Why Liverpool Will Keep Salah & Firmino and Improve the XI This Summer

Why Liverpool Will Keep Salah & Firmino and Improve the XI This Summer
March 23, 2018 Paul Tomkins

Or: Why Salah and Firmino Would Be Mad To Want To Leave Liverpool

The fact that Liverpool really did not want to sell Philippe Coutinho was evidenced by resisting all Barcelona’s overtures last summer. But as we know, Nike got involved, and the player made his second all-or-nothing stance to get his dream move. It was, let’s remember, a move mooted for 2-3 years. That’s a long time to spend having your head turned, and five years at a club – when you are not from that country (or even that continent), and have already gone through life-changing emigration as a teenager (which, having been overcome, may lead to greater wanderlust) – is arguably more than enough.

Liverpool were not looking to sell him, and having been virtually forced into selling him, further key players will not be allowed to follow suit.

People talk about net spends, and Liverpool’s lack thereof, but last summer the Reds were prepared to pay a combined £120m for Virgil van Dijk and Naby Keita, whilst keeping Coutinho (or brining in Thomas Lemar if Coutinho went). Liverpool wanted to spend their money, but the market was in a very strange state, in no small way due to the fee PSG paid for Neymar and how even Barcelona could find themselves unable to hold on to a massive name.

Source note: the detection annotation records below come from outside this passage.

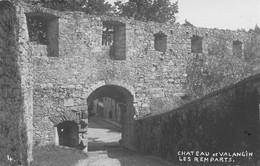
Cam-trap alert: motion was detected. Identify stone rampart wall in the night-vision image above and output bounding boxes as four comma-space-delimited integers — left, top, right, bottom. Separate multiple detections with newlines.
136, 75, 260, 165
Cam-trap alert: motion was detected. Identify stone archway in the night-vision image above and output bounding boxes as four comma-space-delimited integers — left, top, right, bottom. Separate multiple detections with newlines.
87, 83, 136, 150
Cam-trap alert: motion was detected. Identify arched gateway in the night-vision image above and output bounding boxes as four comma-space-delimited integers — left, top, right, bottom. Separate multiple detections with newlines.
87, 84, 136, 150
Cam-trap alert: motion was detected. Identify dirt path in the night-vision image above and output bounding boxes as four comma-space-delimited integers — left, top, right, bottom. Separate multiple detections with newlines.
33, 118, 176, 166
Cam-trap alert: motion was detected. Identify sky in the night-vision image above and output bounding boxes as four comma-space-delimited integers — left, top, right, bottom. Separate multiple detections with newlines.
107, 0, 260, 30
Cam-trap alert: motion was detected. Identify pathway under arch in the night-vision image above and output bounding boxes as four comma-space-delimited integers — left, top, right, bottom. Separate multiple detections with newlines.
87, 84, 136, 150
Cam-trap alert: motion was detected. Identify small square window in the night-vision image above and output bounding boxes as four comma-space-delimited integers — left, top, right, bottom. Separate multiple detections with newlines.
154, 32, 167, 52
233, 40, 243, 57
191, 35, 203, 53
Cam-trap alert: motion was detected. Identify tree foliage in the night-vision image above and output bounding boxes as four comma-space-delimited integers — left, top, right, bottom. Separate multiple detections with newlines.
187, 36, 252, 99
244, 25, 260, 73
27, 0, 114, 15
115, 0, 178, 23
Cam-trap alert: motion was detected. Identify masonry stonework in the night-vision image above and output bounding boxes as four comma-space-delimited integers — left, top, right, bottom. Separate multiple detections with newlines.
136, 74, 260, 166
0, 1, 33, 165
21, 4, 253, 149
0, 1, 252, 164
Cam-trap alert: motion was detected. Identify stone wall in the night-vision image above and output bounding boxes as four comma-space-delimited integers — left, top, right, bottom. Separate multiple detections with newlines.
0, 1, 33, 165
16, 4, 254, 148
136, 75, 260, 165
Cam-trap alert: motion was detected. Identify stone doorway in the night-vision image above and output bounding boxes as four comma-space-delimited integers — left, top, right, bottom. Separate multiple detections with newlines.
87, 85, 136, 150
57, 121, 79, 147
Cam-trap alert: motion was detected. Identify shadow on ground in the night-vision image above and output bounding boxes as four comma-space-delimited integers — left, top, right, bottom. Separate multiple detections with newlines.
32, 145, 87, 166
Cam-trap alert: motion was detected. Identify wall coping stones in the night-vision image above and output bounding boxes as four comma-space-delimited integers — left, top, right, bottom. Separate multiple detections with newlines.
135, 73, 260, 120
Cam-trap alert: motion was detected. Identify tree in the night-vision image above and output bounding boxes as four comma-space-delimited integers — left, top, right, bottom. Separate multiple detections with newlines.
26, 0, 113, 15
115, 0, 178, 23
244, 25, 260, 73
187, 36, 252, 99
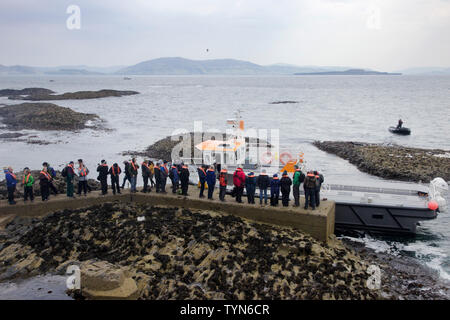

Liverpool have time on their side, although there always needs to be a sense of progression in the interim (even if progress ins’t always linear), and that’s palpable. The Reds are now the youngest side in the Premier League, edging out Newcastle and Spurs over recent months with the arrival of Virgil van Dijk (younger than Dejan Lovren), and with Loris Karius replacing Simon Mignolet, plus the additional minor change of Trent Alexander-Arnold, 19, playing more often in 2018 whilst Joe Gomez, 20, was injured. The potential is huge, as I will get onto later in the piece; not least as the entire team, TAA aside, is in its 20s. (Also, Keita – a top class player arriving this summer, and who has just turned 23 – is younger than any of the Reds’ current midfield.)

We saw with van Dijk that Jürgen Klopp was not going to compromise for the sake of it. So, no money spent on that position in the summer, but then the fee rose to up to £75m in the winter. Keeping the player did Southampton no good at all, beyond a small hike in the price. Klopp could easily have blown £40m on a compromise, but he is not the type to buy players just to appease those fans who think FSG are tightwads. Liverpool got Keita at a cheaper price – less than the club originally bid – on the agreement that he had to wait a year to move. Again, the desire to spend big on the right players was there; the desire to buy cheaper alternatives was not. It wasn’t penny pinching, simply being true to a vision (see Raphael Honigstein’s book on Klopp for details), having set in stone a list of principles – about quality and personality – that a player must possess.

Some may call that pigheadedness on the manager’s part, but when you see how well van Dijk has done, despite not having had a preseason and having missed most of 2017, is testament to the German’s vision. (Imagine how good the player will be next season.) But even when Klopp is prepared to compromise, he won’t take all the credit if it works wonders.